I pointed.”I’m the one tied to the chair.”

The chair fell to the carpet with a thud and Dream-Me slumped against the ropes, unconscious under the hood. The onlookers applauded, hugging one another, some with tears of wonder in their eyes.

“I had the bare essentials for learning sorcery,” I said, “talent and insatiable curiosity. He only wanted the talent. He tried to starve the curiosity out of me, tried to torture it out of me with ‘ritual penance,’ tried…other things, but it just made me fight harder. I knew I needed to escape.

“That’s when he decided that being a host for the ‘angels’ wasn’t to be shared among all of us any longer, that instead I’d been specially chosen to be their one and only vessel. And instead of once a week, they had so much to tell us that they needed to come every single night.”

Caitlin stared at me, horrified.

“Humans can’t endure…” she started to say, then shook her head. “How many times were you possessed? By how many demons?”

“I lost count after thirty. Usually a different one every night. Night after night I was a puppet, a prisoner in my own body. The physical pain was excruciating, but that was nothing compared to what it felt like inside my head. The torrents of psychic filth, like someone pissing inside your brain and carving their initials on the back of your eyelids just to show they were there—”

We stood in a grassy meadow under a warm summer sun. Caitlin pressed her finger to my lips.

“Shh,” she said. “I know. You don’t have to talk about it.”

“Where are we?” I squinted at a French manor at the top of a hill. “This isn’t one of my memories.”

“No. It’s one of mine. A peaceful place. I thought you might like it. How did you get away?”

I shook my head. “I don’t remember. I remember running. I got out somehow, and they chased me, but…there’s a place in the city, an occultists’ hangout with an invisible door. It pulled me inside, and I passed out cold on the carpet. A couple of friendly magicians found me and took me in, taught me, made me strong.”

Caitlin tilted her head, taking me in with a curious stare.

“You were already strong. Your survival is proof. I’m curious—I would like you to explain something.”

“Ask.”

“After what you endured at the hands of my kind, and knowing full well what I am, you still saved me.
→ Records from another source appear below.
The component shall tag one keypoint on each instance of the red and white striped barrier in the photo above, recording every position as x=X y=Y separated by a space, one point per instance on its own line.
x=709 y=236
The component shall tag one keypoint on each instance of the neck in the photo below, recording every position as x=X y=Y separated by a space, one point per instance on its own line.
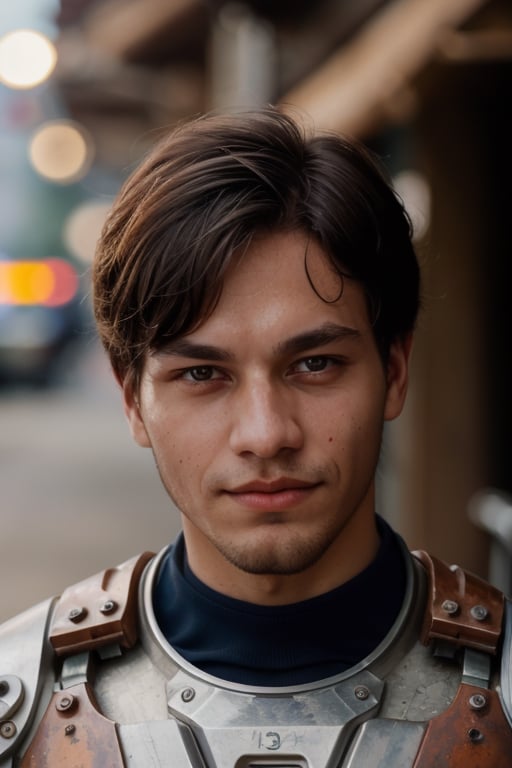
x=348 y=554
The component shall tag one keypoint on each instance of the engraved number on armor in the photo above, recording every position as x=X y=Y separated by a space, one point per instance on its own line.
x=270 y=740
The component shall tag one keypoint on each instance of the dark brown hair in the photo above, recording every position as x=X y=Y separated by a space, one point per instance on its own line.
x=197 y=200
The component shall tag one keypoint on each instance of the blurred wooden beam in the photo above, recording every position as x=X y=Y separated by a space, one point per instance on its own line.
x=369 y=77
x=128 y=29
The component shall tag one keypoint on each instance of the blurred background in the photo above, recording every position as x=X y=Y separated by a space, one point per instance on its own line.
x=87 y=87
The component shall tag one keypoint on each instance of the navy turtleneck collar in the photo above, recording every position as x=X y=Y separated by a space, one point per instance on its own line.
x=280 y=645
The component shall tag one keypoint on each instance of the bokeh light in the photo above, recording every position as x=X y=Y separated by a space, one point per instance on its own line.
x=61 y=151
x=27 y=58
x=83 y=228
x=50 y=283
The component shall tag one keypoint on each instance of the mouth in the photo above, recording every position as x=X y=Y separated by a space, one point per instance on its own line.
x=274 y=495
You not only saved me, you risked your life to do it. Why?”

I shrugged. The answer seemed obvious.

“Because what they were doing to you was wrong,” I said, “and it needed to be stopped. Doesn’t matter who you are. Doesn’t matter what you are. Wrong is wrong.”

She blinked.

“Curious,” she said again, and I found myself staring at my bedroom ceiling. Alone in the darkness, I put my palm on my chest and felt the beating of my heart.

? ? ?

Nothing felt entirely real as I turned on the shower, scrubbing my hair under the spray and turning over the events of the dream. I’d heard of shared dreams before, but I’d never expected to experience one firsthand. Or did I? For all I knew, the entire thing was just my imagination on overdrive. It wasn’t like I hadn’t been thinking about Caitlin.

Finding Artie Kaufman’s brother was priority one, but for that I needed a name. I’d been thinking about Artie’s house, how it was so much nicer than he should have been able to afford on a low-end porn director’s budget. If his brother had helped him pay for it, his name might be on the deed. I got out of the shower and toweled off.